It seems that even when I try to make a positive contribution to knowledge I'm doing it in response to something that's amiss in someone else's reasoning (at least to my mind). I once wrote a book about how some animals can create spatial patterning in caves. I intended it as an original contribution to archaeological inference-making. But I undertook the work because I thought that others were reasoning enthymematically in using their understanding of modern human behaviour to guide them in interpreting spatial pattering in pre-modern Homininan archaeological sites—in effect they were arguing that the older material must be the result of modern-like concepts of space held in the minds of the earlier beings, because, after all, moderns leave spatially patterned traces on account of culturally prescribed patterns of behaviour. A rather vicious circle, I thought.
I knew that there were all kinds of ways that objects in confined spaces can be moved around unintentionally, which then end up being patterned. It's one of the reasons I've argued for the natural burial of Middle Palaeolithic Homininae. I thought that if I could demonstrate my suspicions about animals and space using the archaeological or fossil record, it'd be useful knowledge. Apparently I was mistaken in my overarching aim. The book, however, was a runaway best-seller on the remainder tables.
My research, of course, has earned me no lasting friendships.
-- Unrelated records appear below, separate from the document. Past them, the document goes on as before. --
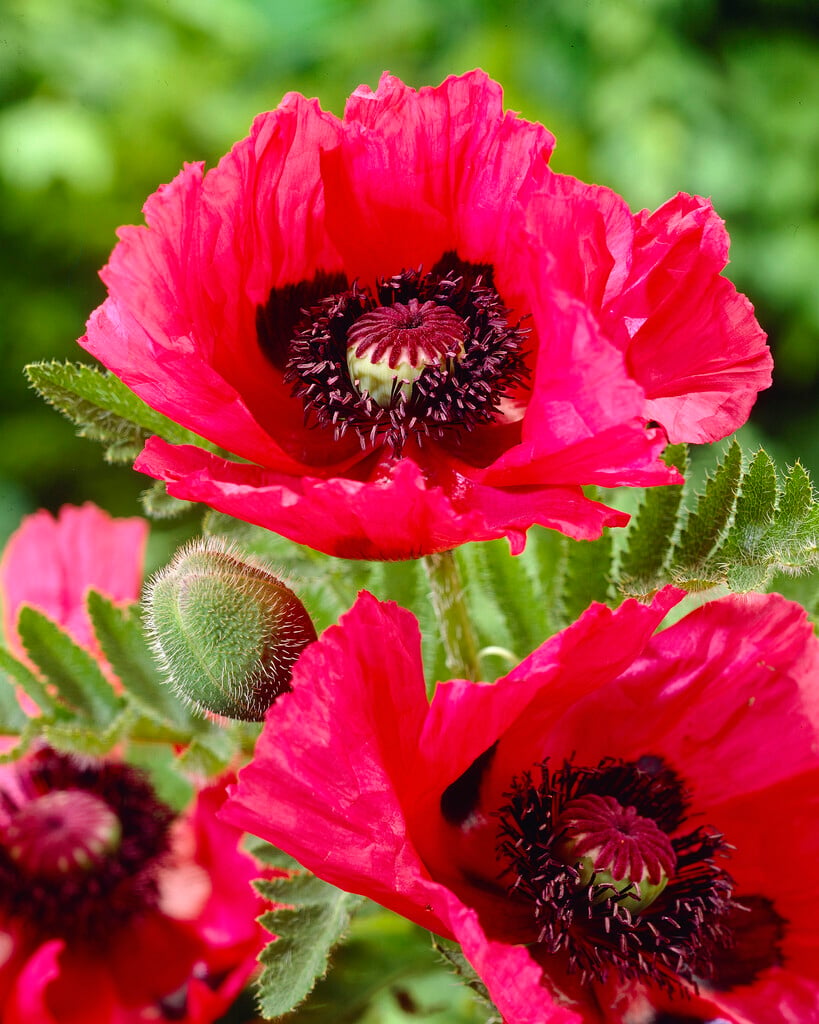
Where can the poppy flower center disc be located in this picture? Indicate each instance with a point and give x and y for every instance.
(424, 355)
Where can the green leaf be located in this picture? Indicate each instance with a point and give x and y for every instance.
(158, 504)
(651, 530)
(307, 929)
(30, 732)
(705, 524)
(386, 972)
(103, 409)
(12, 718)
(25, 678)
(71, 670)
(209, 753)
(269, 855)
(588, 573)
(81, 737)
(756, 505)
(119, 632)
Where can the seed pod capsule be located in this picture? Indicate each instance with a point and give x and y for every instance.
(225, 632)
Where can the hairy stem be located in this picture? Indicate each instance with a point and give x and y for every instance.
(458, 634)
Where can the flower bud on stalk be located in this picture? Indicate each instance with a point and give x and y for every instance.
(226, 633)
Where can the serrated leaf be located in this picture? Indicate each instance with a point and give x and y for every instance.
(30, 732)
(71, 670)
(82, 737)
(208, 754)
(119, 632)
(386, 972)
(103, 409)
(705, 524)
(509, 610)
(588, 573)
(651, 530)
(306, 932)
(756, 505)
(25, 678)
(795, 503)
(12, 718)
(269, 855)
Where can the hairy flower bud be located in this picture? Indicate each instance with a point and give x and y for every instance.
(227, 633)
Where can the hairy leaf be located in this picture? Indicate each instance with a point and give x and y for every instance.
(588, 573)
(705, 523)
(313, 919)
(26, 679)
(71, 670)
(119, 632)
(652, 528)
(103, 409)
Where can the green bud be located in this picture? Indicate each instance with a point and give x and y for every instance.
(226, 633)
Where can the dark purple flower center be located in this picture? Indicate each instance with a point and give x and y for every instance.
(424, 355)
(81, 843)
(613, 882)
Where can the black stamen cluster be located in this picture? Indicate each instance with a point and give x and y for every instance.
(461, 395)
(672, 940)
(87, 905)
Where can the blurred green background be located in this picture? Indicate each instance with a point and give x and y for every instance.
(101, 100)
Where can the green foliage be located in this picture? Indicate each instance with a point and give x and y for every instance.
(313, 920)
(386, 973)
(649, 541)
(80, 710)
(68, 669)
(748, 524)
(706, 522)
(121, 637)
(103, 409)
(382, 967)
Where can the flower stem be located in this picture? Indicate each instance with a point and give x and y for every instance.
(458, 634)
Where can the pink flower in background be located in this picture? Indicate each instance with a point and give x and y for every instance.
(621, 829)
(413, 334)
(52, 562)
(112, 909)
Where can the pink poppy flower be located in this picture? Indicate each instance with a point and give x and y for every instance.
(413, 334)
(621, 829)
(52, 562)
(113, 910)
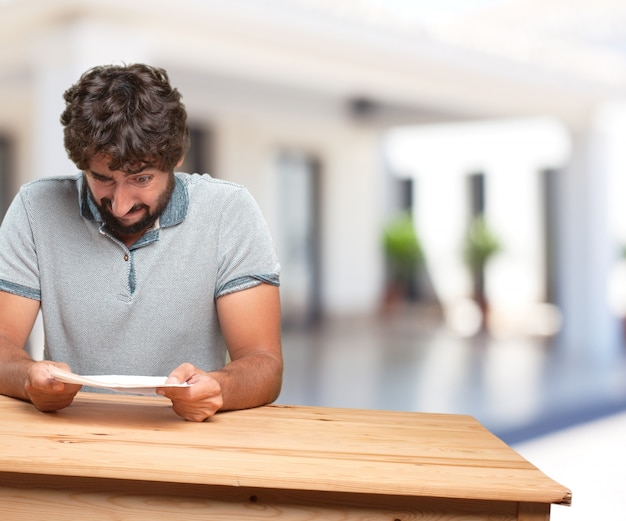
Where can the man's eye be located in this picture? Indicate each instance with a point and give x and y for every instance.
(143, 180)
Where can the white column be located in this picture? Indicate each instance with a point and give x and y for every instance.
(586, 248)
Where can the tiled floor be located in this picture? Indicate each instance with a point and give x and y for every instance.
(518, 388)
(590, 460)
(566, 416)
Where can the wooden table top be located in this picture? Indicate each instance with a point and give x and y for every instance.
(284, 447)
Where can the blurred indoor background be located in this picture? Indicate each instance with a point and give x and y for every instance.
(444, 182)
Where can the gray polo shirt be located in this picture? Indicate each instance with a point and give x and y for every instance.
(109, 309)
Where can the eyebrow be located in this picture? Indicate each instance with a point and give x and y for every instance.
(97, 174)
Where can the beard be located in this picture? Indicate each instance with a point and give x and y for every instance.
(146, 222)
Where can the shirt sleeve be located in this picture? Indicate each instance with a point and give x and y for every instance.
(19, 272)
(246, 249)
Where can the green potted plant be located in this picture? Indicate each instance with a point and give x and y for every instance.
(481, 244)
(403, 255)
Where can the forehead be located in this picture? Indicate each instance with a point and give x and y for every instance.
(100, 165)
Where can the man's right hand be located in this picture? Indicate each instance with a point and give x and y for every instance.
(46, 393)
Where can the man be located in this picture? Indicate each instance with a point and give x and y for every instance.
(138, 270)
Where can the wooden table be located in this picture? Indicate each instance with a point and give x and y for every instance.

Mostly I imagine it's because no one misses the implications of my work for their work, and, truth be told, my motivation is fairly transparent. But my depauperate social life concerns me far less than the 'chilly climate'* effect that this universal response to criticism has for archaeological practice. I ask you. If we are not free to question the work of others, how can we call archaeology a science? I think we debase the ideals of empirical enquiry when we act as if anyone's inferences are above scrutiny.
It will be very interesting to see how Sandgathe et al. (whom I mentioned in my very first Subversive Archaeologist post) will get on in the academy after a) presuming to question the inferences of two generations of French archaeologists who worked at Roc de Marsal, and b) getting it right, finally, and (to my way of thinking) showing the archaeological community that there is value in such investigations.
I remember hearing somewhere that archaeology has no tradition of criticism such as exists in the humanities and the arts. Perhaps the time is ripe. I hope to live long enough to see a generation of archaeologists for whom being critical isn't deemed anti-social.
* I want to acknowledge feminist philosophers for this term—it's equally apt for the social circumstances of archaeological practice that I'm describing.